Dans votre livre, vous citez un terme de l’économiste John Kenneth Galbraith: bezzle

Robert Shiller: “C’est la tromperie qui n’émerge jamais, mais qui ferait grand bruit si cela se produisait. La plupart des affaires ne sont révélées que dans des périodes de ralentissement économique, comme celle autour de Bernie Madoff. Ce sont des périodes pendant lesquelles les gens sont méfiants. Les grandes promesses sur lesquelles ils s’appuyaient se révèlent ne rien valoir.”

Quand pensez-vous que nous aurons à nouveau atteint ce point? Le marché des actions se situe aux Etats-Unis proche de ses niveaux records.

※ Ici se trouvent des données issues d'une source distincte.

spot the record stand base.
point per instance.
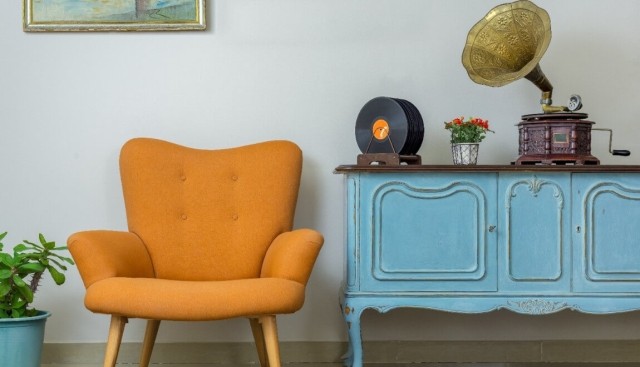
(388, 159)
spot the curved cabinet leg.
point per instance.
(353, 357)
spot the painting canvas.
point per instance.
(106, 15)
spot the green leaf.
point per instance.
(26, 293)
(68, 260)
(7, 260)
(20, 247)
(19, 282)
(45, 243)
(5, 287)
(31, 268)
(5, 273)
(57, 276)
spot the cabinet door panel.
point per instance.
(607, 221)
(429, 232)
(533, 241)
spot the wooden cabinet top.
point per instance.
(485, 168)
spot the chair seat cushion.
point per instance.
(163, 299)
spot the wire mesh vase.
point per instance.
(465, 153)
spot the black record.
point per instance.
(389, 125)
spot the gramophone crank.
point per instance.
(507, 45)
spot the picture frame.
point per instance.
(114, 15)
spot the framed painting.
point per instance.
(113, 15)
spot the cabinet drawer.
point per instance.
(428, 233)
(534, 241)
(606, 225)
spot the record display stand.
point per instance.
(389, 131)
(389, 159)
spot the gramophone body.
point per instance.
(507, 45)
(555, 138)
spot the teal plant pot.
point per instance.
(21, 340)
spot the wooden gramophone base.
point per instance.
(555, 138)
(559, 159)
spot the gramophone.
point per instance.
(507, 45)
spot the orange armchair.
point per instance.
(210, 237)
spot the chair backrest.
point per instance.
(209, 214)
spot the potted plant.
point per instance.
(22, 326)
(466, 137)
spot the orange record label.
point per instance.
(380, 129)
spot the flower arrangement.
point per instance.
(474, 130)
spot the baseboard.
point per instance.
(395, 352)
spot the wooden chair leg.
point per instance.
(149, 340)
(258, 337)
(270, 331)
(116, 329)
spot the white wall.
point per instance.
(299, 70)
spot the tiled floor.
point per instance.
(374, 365)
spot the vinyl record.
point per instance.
(389, 125)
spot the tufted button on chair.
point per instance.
(210, 237)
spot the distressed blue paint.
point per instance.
(533, 242)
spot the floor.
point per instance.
(374, 365)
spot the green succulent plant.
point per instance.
(21, 271)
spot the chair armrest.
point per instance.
(292, 255)
(107, 254)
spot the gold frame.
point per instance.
(30, 25)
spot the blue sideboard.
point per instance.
(474, 239)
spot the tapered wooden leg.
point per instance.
(258, 336)
(270, 331)
(149, 340)
(116, 329)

Nous ne voyons pas encore le bezzle. Une idée me préoccupe. Après la crise financière, des entreprises américaines ont chuté brièvement dans le rouge. C’était en partie de la manipulation. Elles ont profité de la situation pour amortir des pertes. Faites cela pendant une récession et vous pouvez en rendre la récession coupable. C’est alors très facile, dans une période ultérieure, de faire apparaître une croissance rapide du bénéfice. Les beaux jours semblent complètement revenus. Cela entraîne le cours de l’action vers le haut. Les entreprises augmentent leurs bénéfices en coupant dans les coûts. Cela peut engendrer un problème à long terme. Cette croissance très rapide n’est pas réelle en soi. L’histoire nous a appris qu’il n’est pas rare qu’il soit question de manipulation. Si cela se fait savoir, les résultats s’effondrent. Il est probable que vous ne parviendrez pas à envoyer des personnes en prison pour cela. Les entreprises veilleront à ce qu’elles puissent tout nier.”

Y-a-t-il des éclatements de bulles à craindre pour le moment?

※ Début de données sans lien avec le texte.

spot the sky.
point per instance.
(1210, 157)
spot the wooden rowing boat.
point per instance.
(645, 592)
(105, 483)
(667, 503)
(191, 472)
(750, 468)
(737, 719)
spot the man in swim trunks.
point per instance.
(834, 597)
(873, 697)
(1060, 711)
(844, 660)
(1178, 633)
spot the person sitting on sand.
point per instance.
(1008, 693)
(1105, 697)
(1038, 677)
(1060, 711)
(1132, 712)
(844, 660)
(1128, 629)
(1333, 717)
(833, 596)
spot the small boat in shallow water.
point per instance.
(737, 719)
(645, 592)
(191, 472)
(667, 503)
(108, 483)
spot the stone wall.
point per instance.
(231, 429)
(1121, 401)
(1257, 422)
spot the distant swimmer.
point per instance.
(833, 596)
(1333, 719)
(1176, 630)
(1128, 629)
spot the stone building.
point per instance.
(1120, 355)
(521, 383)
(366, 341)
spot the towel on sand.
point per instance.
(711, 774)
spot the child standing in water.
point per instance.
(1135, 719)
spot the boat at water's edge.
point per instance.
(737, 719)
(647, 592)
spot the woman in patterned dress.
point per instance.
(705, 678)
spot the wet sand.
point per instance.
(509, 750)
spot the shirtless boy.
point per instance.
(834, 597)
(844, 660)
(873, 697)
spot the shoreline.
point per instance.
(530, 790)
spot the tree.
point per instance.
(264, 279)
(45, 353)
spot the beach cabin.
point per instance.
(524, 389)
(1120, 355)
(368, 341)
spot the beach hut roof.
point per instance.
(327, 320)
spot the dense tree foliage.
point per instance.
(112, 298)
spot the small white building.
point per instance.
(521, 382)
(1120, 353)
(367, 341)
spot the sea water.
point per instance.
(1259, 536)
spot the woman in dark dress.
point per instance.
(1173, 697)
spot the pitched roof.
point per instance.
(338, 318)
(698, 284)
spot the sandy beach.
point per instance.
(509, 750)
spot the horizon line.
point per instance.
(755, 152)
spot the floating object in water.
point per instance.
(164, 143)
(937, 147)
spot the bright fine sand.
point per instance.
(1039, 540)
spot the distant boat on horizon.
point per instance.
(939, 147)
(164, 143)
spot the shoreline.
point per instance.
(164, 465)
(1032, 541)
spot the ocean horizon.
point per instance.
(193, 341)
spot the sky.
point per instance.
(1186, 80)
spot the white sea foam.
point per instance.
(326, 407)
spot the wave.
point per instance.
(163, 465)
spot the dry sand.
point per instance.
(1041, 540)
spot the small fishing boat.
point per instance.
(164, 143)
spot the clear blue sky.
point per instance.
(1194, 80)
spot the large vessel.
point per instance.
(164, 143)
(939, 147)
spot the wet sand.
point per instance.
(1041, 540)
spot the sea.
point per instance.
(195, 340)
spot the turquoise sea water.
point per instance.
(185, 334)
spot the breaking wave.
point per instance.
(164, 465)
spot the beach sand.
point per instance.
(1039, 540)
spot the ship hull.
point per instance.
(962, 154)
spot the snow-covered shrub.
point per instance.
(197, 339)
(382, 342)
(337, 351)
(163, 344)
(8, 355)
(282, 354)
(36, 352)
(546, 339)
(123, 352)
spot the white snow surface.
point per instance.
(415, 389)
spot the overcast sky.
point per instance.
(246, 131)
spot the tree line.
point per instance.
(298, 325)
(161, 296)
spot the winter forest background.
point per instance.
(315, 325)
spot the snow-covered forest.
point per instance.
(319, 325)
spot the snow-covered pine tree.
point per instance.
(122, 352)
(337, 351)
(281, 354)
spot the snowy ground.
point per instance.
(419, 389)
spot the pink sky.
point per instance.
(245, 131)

Robert Shiller: “Après la crise, les marchés boursiers ont grimpé rapidement. La crainte d’une récession s’est atténuée. Les valorisations des actions sont maintenant élevées. D’une manière ou d’une autre, les Etats-Unis sont le meilleur exemple de prix trop élevés. En Europe, cela se passe en fait plutôt bien sur base de l’indicateur que j’ai développé.” (Le rapport cours/bénéfice de Shiller.voir infra).

N’y a-t-il également pas de phishers à la Federal Reserve en quête de dupes avec la mise en marche de la presse à billets ?

Robert Shiller: “Je ne désire pas trop critiquer Janet Yellen. Je crois dans les bonnes intentions de Ben Bernanke et Yelle. Il est toutefois également évident qu’ils essaient de donner un tournant optimiste à l’économie. Le public attend cela aussi. On n’attend pas de pessimisme extrême de la part des banquiers centraux. Ils participent cependant pleinement à influer sur le psychisme des gens. Peut-être est-ce aussi du phishing. Mais ils ne font en tout cas pas cela avec comme motivation l’enrichissement personnel.”

Deux poids lourds

Robert Shiller et George Akerlof sont des sommités dans le monde économique. En 2009, ils ont écrit ensemble le best seller Animal Spirits: How Human Psychology Drives the Economy and Why It Matters For Global Capitalism (ndlr: Les Esprits animaux. Comment les forces psychologiques mènent la finance et l’économie). Dans le livre, Shiller et Akerlof livrent une forte critique sur l’idée dominante de longue date selon laquelle le marché a toujours raison et que les marchés reflètent le comportement d’acteurs rationnels. Shiller et Akerlof mettent de préférence l’accent sur la finance comportementale, le rôle des émotions dans l’échec du système. Le duo d’économistes est d’avis qu’il est nécessaire d’attribuer un plus grand rôle aux autorités dans la régulation des marchés. Les deux Américains ont gagné un prix Nobel d’Economie : Shiller en 2013 et Akerlof en 2001.

Akerlof est devenu célèbre pour ses recherches sur la façon dont les ‘informations asymétriques’ perturbent la relation entre acheteurs et vendeurs. L’économiste est l’époux de Janet Yellen, la présidente de la Federal Reserve.

Shiller est surtout connu pour ses travaux fondateurs sur la spéculation économique et les bulles financières qui en émanent, et la volatilité des cours de bourse et des obligations. Shiller a développé un instrument de mesure pour la valorisation des entreprise en bourse, le ratio Cape ou le rapport cours/bénéfice de Shiller. La théorie est décrite dans son livre Irrational Exuberance (ndlr: Exubérance irrationnelle). Shiller ne regarde pas le ratio cours/bénéfice ordinaire, mais la moyenne des bénéfices au cours de la dernière décennie.